なお、ナチスの強制収容所経験者にはほぼ100%の確率で何らかの
症状があらわれた上、経験者の子供にもPTSDになりやすい傾向が
観察されたとする報告がある。(*11)これは恐らく経験者が心理的
に不安定であることが、その子供に養育環境の面から悪影響を与えた
結果であろう。
(4) 症状と経過
症状はDSM−IVの診断基準B、C、Dの三項目に纏められた内容、
すなわち1.再体験 2.回避・麻痺 3.過覚醒 に分類され、
このすべてが観察される場合をPTSDと称する。患者ごとの多様性が
幅広く、再体験のトリガーや回避対象、覚醒時の行動などを細かく
分類すれば、無数のバリエーションがあり得るであろう。なお子供の
PTSDにおいて難しいのは、あまりに幼い場合、症状の現れ方が不明確
(漠然とした恐怖や興奮を示すだけ)であったり、特殊的(遊びのなか
で外傷的イベンツを再演するなど)であったりし、また言語が操れない
ために言語化できなかったり、多少の言語能力があっても外傷的イベンツ
と症状を結びつけられなかったりする場合があることで、専門家にとって
も診断上の困難がある。
また暴力(含性的暴力)の被害にあった場合、人間不信から症状を隠す
可能性もあり、専門家のもとに連れてこられる前の段階が問題となる場合
もしばしばあると考えられる。
時間的経過についてだが、症状が1ヶ月以上持続していることを条件
とし、さらに症状の持続期間を3ヶ月以上と以下で慢性と急性を分類
する。また外傷的イベンツの直後に、多くの人が一時的に示す症状を
ASD(Acute Stress Disorder)と総称し、PTSDとは区別する。

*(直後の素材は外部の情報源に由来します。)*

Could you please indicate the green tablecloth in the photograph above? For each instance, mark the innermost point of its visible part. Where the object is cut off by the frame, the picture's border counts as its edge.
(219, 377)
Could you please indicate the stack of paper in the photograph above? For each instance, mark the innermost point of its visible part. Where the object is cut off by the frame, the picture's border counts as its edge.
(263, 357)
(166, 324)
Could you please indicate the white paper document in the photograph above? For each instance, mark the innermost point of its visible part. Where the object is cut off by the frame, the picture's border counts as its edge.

(*12)特に児童虐待など外傷的イベンツが長期にわたった場合に顕著
であるが、治療は極めて長期にわたり困難を伴う場合がある。(*13)
また他の症状との合併も極めて多く(*14)、繰り返される再体験を
苦に自殺願望を持つなど緊急的な介入が不可欠な場合もある。さらに
性犯罪被害が原因であったり、外傷的イベンツの後に周囲の対応で
傷ついた経験がある、幼少時よりの長期にわたる虐待で基本的な他者へ
の信頼感が損なわれている場合等、周囲にPTSDの症状を訴えることが
できないまま症状を悪化させる、鬱病などと合併症を引き起こすといった
経過を辿る場合もある。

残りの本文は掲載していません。